The area between Chiang Mai and the border to Myanmar (Burma) is inhabited by Thais and different ethnic groups – Akha, Lisu, Lahu, Hmong, Karen, Burmese refugees – who speak different languages, often have no citizenship and are often very impoverished. Only a part of their children attend school (in Thailand the number of children without school attendance is estimated at about one million). AIDS has spread through the villages like the plague and has left behind many orphans. Other children have been abandoned by fleeing relatives. Child labour is widespread, as is child trafficking. The area was one of the main sites of the Thaksin government’s ‘drug war’ which killed about 2500 people. One of the key problems in the region:
o extreme poverty, especially among the mountain tribes,
o An extensive informal economic sector with unemployment or underemployment,
o drug trafficking from Myanmar,
o Destruction of forest stands by slash-and-burn,
o Corruption,
o prostitution,
o Aids,
o Lack of access to health care for the poor.
As a result of these problem constellations, there are numerous children, often without relatives, who try to survive through child labour, rubbish tips, begging, stealing or prostitution.

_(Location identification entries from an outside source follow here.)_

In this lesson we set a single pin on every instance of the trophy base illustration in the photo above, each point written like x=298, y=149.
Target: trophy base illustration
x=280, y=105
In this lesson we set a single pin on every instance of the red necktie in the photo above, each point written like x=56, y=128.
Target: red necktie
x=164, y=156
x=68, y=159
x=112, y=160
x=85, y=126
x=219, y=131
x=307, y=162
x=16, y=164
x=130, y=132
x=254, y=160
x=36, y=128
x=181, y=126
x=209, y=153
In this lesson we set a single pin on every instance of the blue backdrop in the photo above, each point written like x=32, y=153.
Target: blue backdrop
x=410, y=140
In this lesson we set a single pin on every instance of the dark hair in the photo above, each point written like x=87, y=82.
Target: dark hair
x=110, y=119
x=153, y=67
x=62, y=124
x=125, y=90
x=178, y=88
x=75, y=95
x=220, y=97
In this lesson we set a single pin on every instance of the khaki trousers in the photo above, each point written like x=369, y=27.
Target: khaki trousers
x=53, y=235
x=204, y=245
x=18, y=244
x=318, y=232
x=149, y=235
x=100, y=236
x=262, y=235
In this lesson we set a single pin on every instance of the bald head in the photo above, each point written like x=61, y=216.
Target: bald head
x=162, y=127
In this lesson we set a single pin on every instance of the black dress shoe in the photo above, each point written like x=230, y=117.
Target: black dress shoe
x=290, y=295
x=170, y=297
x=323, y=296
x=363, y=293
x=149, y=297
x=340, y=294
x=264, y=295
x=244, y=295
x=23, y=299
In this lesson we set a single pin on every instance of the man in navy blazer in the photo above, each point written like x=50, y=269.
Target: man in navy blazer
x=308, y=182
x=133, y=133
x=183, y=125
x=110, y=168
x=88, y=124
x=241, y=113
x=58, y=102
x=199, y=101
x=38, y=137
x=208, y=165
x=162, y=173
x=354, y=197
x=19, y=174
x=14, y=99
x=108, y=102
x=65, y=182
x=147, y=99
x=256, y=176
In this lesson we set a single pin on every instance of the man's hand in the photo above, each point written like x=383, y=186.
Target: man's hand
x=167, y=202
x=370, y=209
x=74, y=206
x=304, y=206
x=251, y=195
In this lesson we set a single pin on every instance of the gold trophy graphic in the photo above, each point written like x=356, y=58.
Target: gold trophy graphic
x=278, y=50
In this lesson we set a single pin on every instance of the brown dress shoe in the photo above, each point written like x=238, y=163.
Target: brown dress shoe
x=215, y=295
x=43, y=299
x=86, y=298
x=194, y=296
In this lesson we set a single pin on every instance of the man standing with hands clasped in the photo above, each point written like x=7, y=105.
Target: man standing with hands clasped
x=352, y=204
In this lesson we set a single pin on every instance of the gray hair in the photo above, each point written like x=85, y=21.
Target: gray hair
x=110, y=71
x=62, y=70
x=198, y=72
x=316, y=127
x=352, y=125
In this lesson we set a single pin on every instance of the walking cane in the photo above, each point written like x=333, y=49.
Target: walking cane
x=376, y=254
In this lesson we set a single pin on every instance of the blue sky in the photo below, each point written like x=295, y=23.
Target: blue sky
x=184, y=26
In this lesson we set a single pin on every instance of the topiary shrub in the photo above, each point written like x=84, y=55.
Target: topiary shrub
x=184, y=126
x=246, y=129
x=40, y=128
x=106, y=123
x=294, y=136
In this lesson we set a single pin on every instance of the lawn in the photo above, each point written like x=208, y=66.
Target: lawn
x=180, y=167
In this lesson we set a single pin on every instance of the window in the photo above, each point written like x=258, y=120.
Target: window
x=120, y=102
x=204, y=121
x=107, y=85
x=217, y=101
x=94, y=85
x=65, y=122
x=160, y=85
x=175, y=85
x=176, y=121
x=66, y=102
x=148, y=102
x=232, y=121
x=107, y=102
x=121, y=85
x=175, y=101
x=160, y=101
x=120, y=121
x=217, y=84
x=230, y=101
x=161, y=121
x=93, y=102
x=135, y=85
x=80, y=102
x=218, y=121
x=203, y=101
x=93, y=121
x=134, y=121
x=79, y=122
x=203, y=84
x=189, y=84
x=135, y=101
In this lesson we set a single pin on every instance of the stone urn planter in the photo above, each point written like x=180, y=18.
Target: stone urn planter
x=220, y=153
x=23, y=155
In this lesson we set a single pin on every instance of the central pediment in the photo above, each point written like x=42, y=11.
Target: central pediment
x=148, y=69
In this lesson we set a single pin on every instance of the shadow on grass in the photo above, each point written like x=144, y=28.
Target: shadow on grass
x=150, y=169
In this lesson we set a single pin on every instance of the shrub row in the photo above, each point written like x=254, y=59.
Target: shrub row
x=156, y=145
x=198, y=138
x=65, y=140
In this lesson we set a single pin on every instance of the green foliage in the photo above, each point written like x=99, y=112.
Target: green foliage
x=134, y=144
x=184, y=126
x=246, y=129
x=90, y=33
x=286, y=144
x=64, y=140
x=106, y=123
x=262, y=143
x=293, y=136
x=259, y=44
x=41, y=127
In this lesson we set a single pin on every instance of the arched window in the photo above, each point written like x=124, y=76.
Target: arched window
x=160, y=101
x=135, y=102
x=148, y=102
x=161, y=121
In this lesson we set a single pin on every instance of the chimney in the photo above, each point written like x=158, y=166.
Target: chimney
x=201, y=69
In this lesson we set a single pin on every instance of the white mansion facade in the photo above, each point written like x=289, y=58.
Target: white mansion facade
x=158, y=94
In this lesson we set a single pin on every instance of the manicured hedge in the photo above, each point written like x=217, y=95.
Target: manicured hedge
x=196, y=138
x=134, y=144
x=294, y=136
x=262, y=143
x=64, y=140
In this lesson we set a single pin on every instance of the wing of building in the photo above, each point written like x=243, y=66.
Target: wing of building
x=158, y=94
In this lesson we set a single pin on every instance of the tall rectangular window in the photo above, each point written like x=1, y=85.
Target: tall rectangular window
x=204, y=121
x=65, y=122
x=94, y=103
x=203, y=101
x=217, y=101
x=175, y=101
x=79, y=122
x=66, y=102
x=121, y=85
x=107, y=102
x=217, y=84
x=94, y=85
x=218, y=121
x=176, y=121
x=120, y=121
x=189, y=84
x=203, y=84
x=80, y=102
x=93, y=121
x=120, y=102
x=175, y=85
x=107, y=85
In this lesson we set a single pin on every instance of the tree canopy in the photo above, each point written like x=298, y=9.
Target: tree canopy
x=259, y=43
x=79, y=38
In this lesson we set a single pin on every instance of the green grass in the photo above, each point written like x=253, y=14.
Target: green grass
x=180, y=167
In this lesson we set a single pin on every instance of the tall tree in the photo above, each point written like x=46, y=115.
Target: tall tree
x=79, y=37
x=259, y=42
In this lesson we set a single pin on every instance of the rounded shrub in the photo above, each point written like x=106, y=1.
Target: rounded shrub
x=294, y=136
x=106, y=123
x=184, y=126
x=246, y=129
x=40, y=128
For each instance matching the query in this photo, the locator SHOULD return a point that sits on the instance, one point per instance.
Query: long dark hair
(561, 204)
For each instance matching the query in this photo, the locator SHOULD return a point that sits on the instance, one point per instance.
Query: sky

The following sequence of pictures by the photographer Anna Simone Wallinger exemplarily shows the reality of life of children who develop strategies at the border crossing Thailand/Burma to avoid sniffing the glue, succumbing to modern human trafficking and being recruited as child soldiers. Several times a day they cross the polluted river below the bridge, which is the official border crossing: to escape from the border police/military, to smuggle drugs, to prepare tourist groups for begging on both sides of the country.
And another book on the subject: Lena Zimmer lived with the bridge children and accompanied them. Her report and analysis focus on the children’s lifestyles and behaviours: an ethnological study from one of the crisis regions of Southeast Asia.